最後の1ページには、何よりも恐ろしい事実が記されていた。
「十和子が死んで以降、この付近の住人に不可解な死を遂げる者が続出したそうです。何かに握りつぶされたような凄惨な死に方に、町の人は"十和子の呪い"だと言って大層恐れたそうです」
「呪いとはいっても、あたしが受けたのとは経路が違うようね。ビデオの存在はまだなかったでしょうし、被害はこの町だけにとどまっていたんでしょ?」
鈴の問いに珠江が頷く。
右手を頬にあて、熟考する鈴。慌ててハンドルを握る珠江。こうなった鈴は、そう簡単に現実には帰ってこない。思慮の世界に没頭した彼女は、周りへの注意など完膚なきまでに霧散するのだ。

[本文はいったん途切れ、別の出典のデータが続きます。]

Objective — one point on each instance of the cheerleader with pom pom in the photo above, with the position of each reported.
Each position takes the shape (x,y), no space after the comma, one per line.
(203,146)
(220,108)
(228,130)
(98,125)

いったん車を止め、邪魔にならない程度にゆっくりと運転を変わる。
「呪いを鎮めるため、何度もお祓いをしてみたらしいんですが、それでも呪いは消えなかったようです」
「お祓いや除霊ってのも、なかなか怪しいものに思えてくるわね」
「……最後に……もう一つだけ……。重要な情報が手に入りました」
たっぷりと間をおいて口を開く珠江。
その様子だけで、鈴は何となく次に続く言葉が予想できた気がした。
「それじゃ、『そこ』に行ってみましょうか……」
珠江は、アクセルを踏み込んで速度を上げた。
なるべく"十和子"との距離を離しておく必要があった。
次に向かう場所では、たっぷりと時間をかけた検証が必要になるからだ。